5873 - Code de la consommation - Domaine d’application - Bénéficiaire de la protection - Notion de professionnel - Critères - Clauses abusives - Cour de cassation (1978-1994)
- 5863 - Code de la consommation - Domaine d’application - Bénéficiaire de la protection - Notion de professionnel - Principes - Présentation générale
- 5874 - Code de la consommation - Domaine d’application - Bénéficiaire de la protection - Notion de professionnel - Critères - Clauses abusives - Cour de cassation (1995-2016) : rapport direct
- 5875 - Code de la consommation - Domaine d’application - Bénéficiaire de la protection - Notion de professionnel - Critères - Clauses abusives - Cour de cassation (1995-2016) : autres critères
- 5876 - Code de la consommation - Domaine d’application - Bénéficiaire de la protection - Notion de professionnel - Critères - Clauses abusives - Cour de cassation : contrôle des juges du fond
- 5877 - Code de la consommation - Domaine d’application - Bénéficiaire de la protection - Notion de professionnel - Critères - Clauses abusives - Critères alternatifs : conclusion entre professionnels ou commerçants
- 5887 - Code de la consommation - Domaine d’application - Bénéficiaire de la protection - Notion de professionnel - Critères - Démarchage (avant la loi du 17 mars 2014)

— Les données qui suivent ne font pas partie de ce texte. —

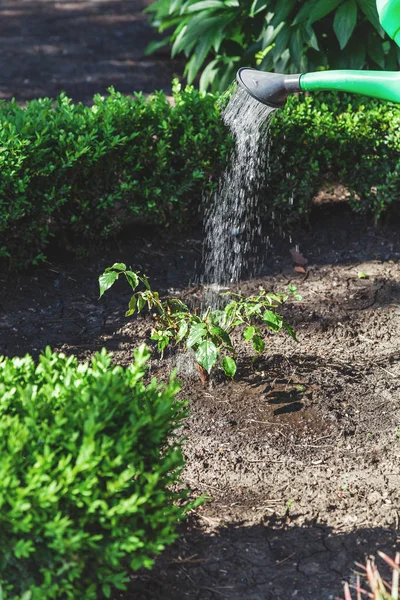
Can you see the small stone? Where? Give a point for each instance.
(373, 498)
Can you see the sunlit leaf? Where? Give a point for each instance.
(207, 355)
(229, 366)
(106, 281)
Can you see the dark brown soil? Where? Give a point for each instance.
(300, 455)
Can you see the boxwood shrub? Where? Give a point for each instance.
(77, 174)
(88, 455)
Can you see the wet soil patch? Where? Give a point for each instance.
(299, 456)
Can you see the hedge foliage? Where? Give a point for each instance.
(334, 137)
(297, 36)
(88, 453)
(75, 173)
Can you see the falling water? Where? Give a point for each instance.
(234, 245)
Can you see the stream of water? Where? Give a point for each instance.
(234, 244)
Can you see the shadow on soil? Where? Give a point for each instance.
(80, 47)
(272, 560)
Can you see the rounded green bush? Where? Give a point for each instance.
(88, 454)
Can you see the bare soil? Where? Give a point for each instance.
(299, 456)
(81, 47)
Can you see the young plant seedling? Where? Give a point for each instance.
(207, 334)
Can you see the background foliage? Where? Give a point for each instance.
(87, 457)
(78, 174)
(219, 36)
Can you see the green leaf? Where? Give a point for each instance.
(116, 267)
(106, 281)
(220, 333)
(369, 9)
(205, 4)
(229, 366)
(207, 355)
(141, 301)
(375, 49)
(131, 306)
(258, 344)
(249, 333)
(132, 279)
(196, 333)
(183, 329)
(320, 9)
(272, 320)
(345, 21)
(258, 6)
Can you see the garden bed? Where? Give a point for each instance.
(300, 455)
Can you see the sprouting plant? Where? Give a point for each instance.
(379, 589)
(207, 334)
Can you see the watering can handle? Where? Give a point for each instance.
(389, 16)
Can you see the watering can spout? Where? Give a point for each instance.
(269, 88)
(272, 89)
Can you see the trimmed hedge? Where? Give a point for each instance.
(76, 173)
(334, 137)
(88, 454)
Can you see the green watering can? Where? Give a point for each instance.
(272, 88)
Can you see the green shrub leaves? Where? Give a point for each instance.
(88, 454)
(219, 36)
(77, 174)
(74, 174)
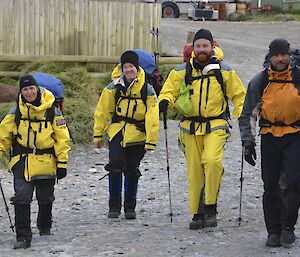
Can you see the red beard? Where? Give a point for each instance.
(203, 57)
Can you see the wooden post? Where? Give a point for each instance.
(82, 47)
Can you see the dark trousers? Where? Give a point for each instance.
(24, 189)
(123, 160)
(280, 163)
(126, 160)
(23, 197)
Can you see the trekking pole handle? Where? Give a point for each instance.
(6, 207)
(165, 120)
(241, 185)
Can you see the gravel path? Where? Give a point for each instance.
(81, 227)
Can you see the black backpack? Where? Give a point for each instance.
(295, 57)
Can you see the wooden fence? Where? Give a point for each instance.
(76, 27)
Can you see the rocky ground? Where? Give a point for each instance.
(81, 227)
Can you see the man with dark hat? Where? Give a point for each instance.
(39, 155)
(127, 115)
(274, 96)
(204, 129)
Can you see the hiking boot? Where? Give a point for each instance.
(22, 244)
(197, 222)
(45, 232)
(287, 238)
(129, 208)
(273, 240)
(210, 220)
(113, 214)
(130, 215)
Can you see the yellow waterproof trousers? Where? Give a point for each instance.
(203, 154)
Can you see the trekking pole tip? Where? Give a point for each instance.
(240, 220)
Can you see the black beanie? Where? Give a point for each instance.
(26, 81)
(204, 33)
(279, 46)
(130, 57)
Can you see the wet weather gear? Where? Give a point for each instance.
(203, 135)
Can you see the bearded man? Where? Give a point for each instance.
(273, 96)
(203, 133)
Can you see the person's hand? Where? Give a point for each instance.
(163, 106)
(250, 154)
(61, 173)
(99, 144)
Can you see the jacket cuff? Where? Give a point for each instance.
(149, 146)
(247, 143)
(98, 138)
(61, 164)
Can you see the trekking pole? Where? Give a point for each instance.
(155, 33)
(104, 176)
(241, 187)
(168, 167)
(6, 207)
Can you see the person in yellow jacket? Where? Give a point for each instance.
(39, 155)
(204, 131)
(127, 114)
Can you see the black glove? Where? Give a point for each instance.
(163, 106)
(250, 154)
(61, 173)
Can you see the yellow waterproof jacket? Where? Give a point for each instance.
(206, 95)
(138, 121)
(45, 144)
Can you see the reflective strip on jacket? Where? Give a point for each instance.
(130, 108)
(207, 97)
(37, 134)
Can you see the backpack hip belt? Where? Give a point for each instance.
(263, 123)
(19, 149)
(140, 124)
(202, 120)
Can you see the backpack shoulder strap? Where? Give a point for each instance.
(18, 115)
(296, 78)
(188, 73)
(144, 92)
(50, 113)
(219, 77)
(264, 81)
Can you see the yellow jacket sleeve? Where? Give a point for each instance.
(7, 131)
(152, 122)
(104, 111)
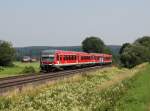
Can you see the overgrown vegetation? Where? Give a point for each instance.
(28, 69)
(77, 94)
(94, 45)
(7, 53)
(137, 97)
(136, 53)
(17, 69)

- 5901 - Code de la consommation - Domaine d’application - Bénéficiaire de la protection - Notion de professionnel - Indices - Finalité du contrat - Promotion de l’activité
- 5943 - Code de la consommation - Domaine d’application - Bénéficiaire de la protection - Notion de professionnel - Illustrations - Contrats conclus pendant l’activité - Promotion de l’activité : publicité
- 5880 - Code de la consommation - Domaine d’application - Bénéficiaire de la protection - Notion de professionnel - Critères - Clauses abusives - Critères alternatifs : compétence
CERCLAB - SYNTHÈSE DE JURISPRUDENCE - DOCUMENT N° 5873 (10 juillet 2020)
PROTECTION CONTRE LES CLAUSES ABUSIVES DANS LE CODE DE LA CONSOMMATION
DOMAINE D’APPLICATION - PERSONNES BÉNÉFICIAIRES DE LA PROTECTION
PROFESSIONNELS CONTRACTANT À L’OCCASION DE LEUR ACTIVITÉ
CRITÈRES - CLAUSES ABUSIVES - COUR DE CASSATION (1978-1994)

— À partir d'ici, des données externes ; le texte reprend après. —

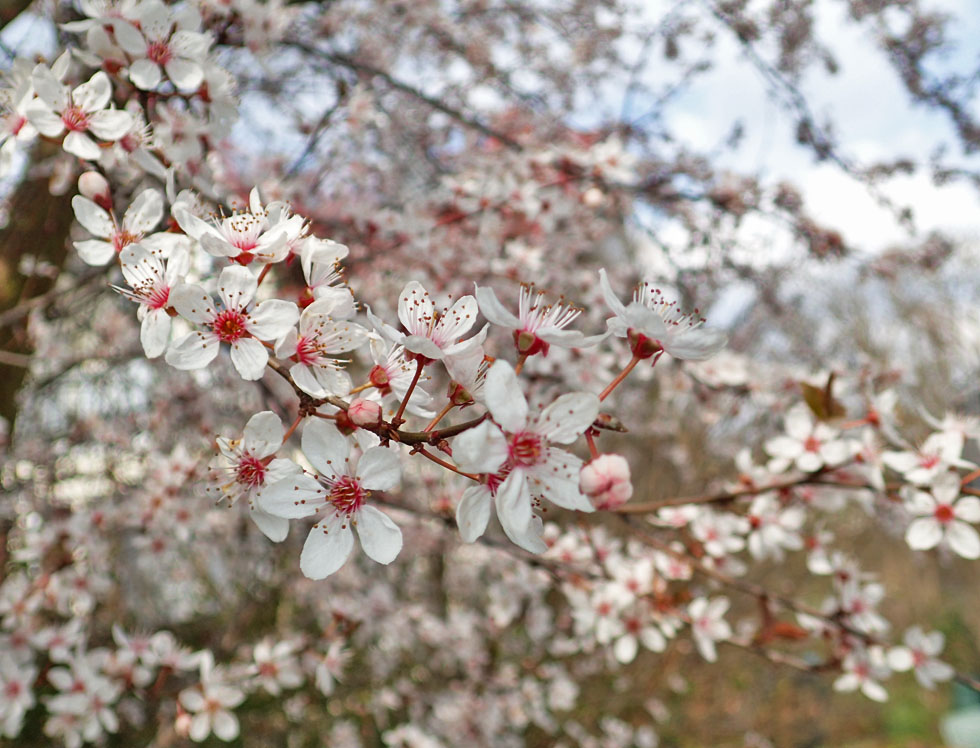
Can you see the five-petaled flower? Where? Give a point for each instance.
(652, 324)
(237, 323)
(341, 488)
(79, 111)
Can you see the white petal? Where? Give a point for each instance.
(44, 120)
(697, 344)
(612, 301)
(504, 398)
(155, 332)
(200, 727)
(81, 145)
(95, 220)
(327, 548)
(963, 539)
(225, 725)
(95, 252)
(94, 94)
(304, 378)
(129, 38)
(900, 659)
(494, 311)
(473, 512)
(263, 434)
(480, 450)
(326, 448)
(967, 509)
(415, 308)
(49, 89)
(379, 469)
(513, 502)
(111, 124)
(249, 357)
(923, 534)
(192, 303)
(272, 319)
(144, 213)
(625, 649)
(380, 537)
(567, 417)
(274, 528)
(298, 495)
(194, 351)
(236, 287)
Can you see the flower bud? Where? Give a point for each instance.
(364, 413)
(95, 187)
(606, 480)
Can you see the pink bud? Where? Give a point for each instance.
(365, 413)
(95, 187)
(606, 480)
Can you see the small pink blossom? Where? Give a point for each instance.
(606, 480)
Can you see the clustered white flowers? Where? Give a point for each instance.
(259, 284)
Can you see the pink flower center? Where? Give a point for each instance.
(158, 297)
(306, 351)
(250, 472)
(75, 119)
(346, 495)
(229, 325)
(159, 52)
(525, 449)
(122, 239)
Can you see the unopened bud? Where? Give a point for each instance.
(364, 413)
(606, 480)
(95, 187)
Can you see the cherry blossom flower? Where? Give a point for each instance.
(919, 655)
(652, 324)
(808, 444)
(78, 111)
(392, 374)
(256, 234)
(316, 371)
(150, 283)
(153, 43)
(276, 666)
(708, 624)
(606, 480)
(521, 445)
(942, 516)
(938, 453)
(237, 324)
(328, 666)
(431, 334)
(245, 467)
(537, 325)
(341, 488)
(143, 214)
(774, 527)
(720, 533)
(863, 668)
(210, 702)
(16, 694)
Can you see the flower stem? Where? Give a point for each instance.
(398, 420)
(428, 455)
(292, 428)
(442, 414)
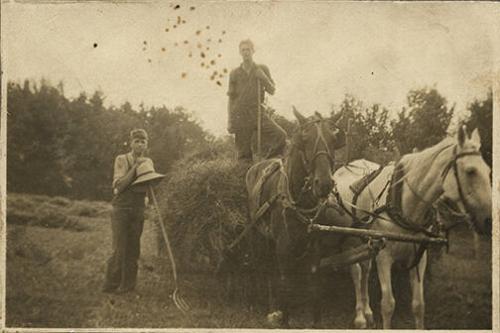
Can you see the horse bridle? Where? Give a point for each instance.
(320, 138)
(453, 166)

Présentation. La loi n° 78-23 du 10 janvier 1978 a entendu protéger les consommateurs et les non-professionnels contre les clauses abusives, mais n’a pas imposé de critère particulier permettant de définir des deux termes lorsqu’un professionnel contracte à l’occasion de sa profession. C’est donc la jurisprudence qui a dû combler cette lacune. Les critères choisis ont évolué avec le temps, traduisant une conception plus ou moins large du domaine de cette protection, pouvant au demeurant être influencée par des réformes connexes (ex. la modification de l’ancien art. L. 442-6-I-2° C. com. par la loi du 4 août 2008, visant à sanctionner les déséquilibres significatifs dans les contrats conclus entre partenaires commerciaux, modifié par l’art. L. 442-1-I-2° C. com. qui a supprimé la condition de partenariat). Avant de retracer les différentes étapes de cette évolution, il convient de noter que le nombre d’arrêts évoquant cette question a très fortement augmenté avec le temps et qu’il est peut être excessif de faire découler de véritables tendances d’une ou deux décisions rendues au tout début de cette évolution.

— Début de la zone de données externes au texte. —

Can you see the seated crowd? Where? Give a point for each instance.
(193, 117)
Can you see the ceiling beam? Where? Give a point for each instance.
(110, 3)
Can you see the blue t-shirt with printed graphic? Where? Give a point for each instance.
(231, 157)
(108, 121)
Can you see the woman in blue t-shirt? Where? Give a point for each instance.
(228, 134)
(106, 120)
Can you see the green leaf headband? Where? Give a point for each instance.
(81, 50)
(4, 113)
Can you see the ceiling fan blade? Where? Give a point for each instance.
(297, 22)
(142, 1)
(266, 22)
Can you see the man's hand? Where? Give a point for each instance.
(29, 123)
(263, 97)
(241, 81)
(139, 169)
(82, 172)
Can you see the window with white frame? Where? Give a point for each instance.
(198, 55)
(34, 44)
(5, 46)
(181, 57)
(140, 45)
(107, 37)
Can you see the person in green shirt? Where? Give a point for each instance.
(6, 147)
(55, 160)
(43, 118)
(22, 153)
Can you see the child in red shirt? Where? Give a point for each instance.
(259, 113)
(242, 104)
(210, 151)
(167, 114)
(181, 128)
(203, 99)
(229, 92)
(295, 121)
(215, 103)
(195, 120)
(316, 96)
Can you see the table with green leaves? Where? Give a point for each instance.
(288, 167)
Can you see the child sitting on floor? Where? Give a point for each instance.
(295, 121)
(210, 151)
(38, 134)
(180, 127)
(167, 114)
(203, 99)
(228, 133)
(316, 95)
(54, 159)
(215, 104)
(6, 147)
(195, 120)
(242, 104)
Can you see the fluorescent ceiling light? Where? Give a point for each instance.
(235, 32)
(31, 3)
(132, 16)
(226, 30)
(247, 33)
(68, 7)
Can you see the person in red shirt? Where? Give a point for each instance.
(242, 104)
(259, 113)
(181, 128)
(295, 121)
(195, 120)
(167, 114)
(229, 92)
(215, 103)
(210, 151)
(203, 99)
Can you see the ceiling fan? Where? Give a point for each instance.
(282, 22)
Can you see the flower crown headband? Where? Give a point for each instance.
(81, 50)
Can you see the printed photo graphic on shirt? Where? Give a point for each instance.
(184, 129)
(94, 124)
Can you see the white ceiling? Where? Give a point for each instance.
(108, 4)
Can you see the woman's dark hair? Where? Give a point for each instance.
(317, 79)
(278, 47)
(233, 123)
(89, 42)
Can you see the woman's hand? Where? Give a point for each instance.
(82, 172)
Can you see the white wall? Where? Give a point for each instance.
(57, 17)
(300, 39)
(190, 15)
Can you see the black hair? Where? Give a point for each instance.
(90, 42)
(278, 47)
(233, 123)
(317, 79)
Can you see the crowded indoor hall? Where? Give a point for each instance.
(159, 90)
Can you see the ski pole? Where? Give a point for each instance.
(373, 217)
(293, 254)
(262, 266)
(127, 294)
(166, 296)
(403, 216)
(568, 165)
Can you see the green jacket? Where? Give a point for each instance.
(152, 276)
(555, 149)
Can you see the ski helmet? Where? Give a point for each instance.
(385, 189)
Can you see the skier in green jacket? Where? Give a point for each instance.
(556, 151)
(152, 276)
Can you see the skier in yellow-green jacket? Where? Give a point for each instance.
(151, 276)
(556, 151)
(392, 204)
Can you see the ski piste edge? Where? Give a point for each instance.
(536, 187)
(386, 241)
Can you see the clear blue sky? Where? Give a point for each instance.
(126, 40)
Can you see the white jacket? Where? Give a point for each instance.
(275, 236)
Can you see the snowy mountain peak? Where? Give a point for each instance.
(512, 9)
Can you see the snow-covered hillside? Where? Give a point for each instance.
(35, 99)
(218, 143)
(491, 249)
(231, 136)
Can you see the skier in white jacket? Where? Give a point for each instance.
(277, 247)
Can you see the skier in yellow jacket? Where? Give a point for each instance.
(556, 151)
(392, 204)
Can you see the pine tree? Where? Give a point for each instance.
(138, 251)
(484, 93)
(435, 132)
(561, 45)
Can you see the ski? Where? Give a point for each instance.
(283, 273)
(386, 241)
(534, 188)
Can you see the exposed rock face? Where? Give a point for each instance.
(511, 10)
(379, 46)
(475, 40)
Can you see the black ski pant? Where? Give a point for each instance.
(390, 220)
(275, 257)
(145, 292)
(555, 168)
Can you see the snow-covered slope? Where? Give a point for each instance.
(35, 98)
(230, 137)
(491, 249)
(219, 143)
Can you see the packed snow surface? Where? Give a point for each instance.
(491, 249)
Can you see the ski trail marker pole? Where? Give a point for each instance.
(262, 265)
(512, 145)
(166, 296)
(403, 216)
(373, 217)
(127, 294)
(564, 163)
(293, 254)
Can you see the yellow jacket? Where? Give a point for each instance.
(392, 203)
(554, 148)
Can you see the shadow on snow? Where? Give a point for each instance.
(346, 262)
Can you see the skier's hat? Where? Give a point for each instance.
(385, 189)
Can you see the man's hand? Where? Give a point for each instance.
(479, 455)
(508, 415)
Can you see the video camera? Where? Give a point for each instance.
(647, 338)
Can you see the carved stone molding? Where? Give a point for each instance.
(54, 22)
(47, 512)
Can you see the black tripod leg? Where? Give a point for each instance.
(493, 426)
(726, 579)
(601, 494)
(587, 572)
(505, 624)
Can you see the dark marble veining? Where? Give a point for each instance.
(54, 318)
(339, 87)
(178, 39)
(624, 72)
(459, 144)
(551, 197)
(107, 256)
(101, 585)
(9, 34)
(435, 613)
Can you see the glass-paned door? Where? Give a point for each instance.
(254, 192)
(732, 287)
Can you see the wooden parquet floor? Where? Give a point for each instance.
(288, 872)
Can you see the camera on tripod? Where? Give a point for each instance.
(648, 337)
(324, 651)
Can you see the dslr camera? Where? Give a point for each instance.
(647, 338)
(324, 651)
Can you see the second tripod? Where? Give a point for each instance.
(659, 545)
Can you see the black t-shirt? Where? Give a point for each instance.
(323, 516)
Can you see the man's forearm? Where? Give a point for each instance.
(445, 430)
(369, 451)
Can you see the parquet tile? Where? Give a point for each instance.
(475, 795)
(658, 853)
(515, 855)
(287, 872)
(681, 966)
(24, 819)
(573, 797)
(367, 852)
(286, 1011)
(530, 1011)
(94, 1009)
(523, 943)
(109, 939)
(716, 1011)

A. PREMIÈRE ÉTAPE : CRITÈRE INDÉTERMINÉ
Dans une première décision, la Cour de cassation n’a pas exposé de critère très net : la loi n° 78-23 du 10 janvier 1978 n’est pas applicable à un agent d’assurances qui, en achetant des couvertures d’annuaires publicitaires, a traité en qualité de professionnel de l’assurance et pour la publicité de son cabinet. Cass. civ. 1re, 15 avril 1986 : pourvoi n° 84-15801 ; arrêt n° 219 ; Cerclab n° 2117 ; D. 1986. IR. 393. § Cette motivation a été rapprochée des besoins de l’activité (comp. Rapport 1987, page 208), mais, avec le recul, elle relie directement la conclusion en qualité de professionnel et un indice, la promotion de l’activité par la publicité, sans utiliser de critère général et abstrait (pour cet indice, V. Cerclab n° 5901, et pour les contrats de publicité, V. Cerclab n° 5943).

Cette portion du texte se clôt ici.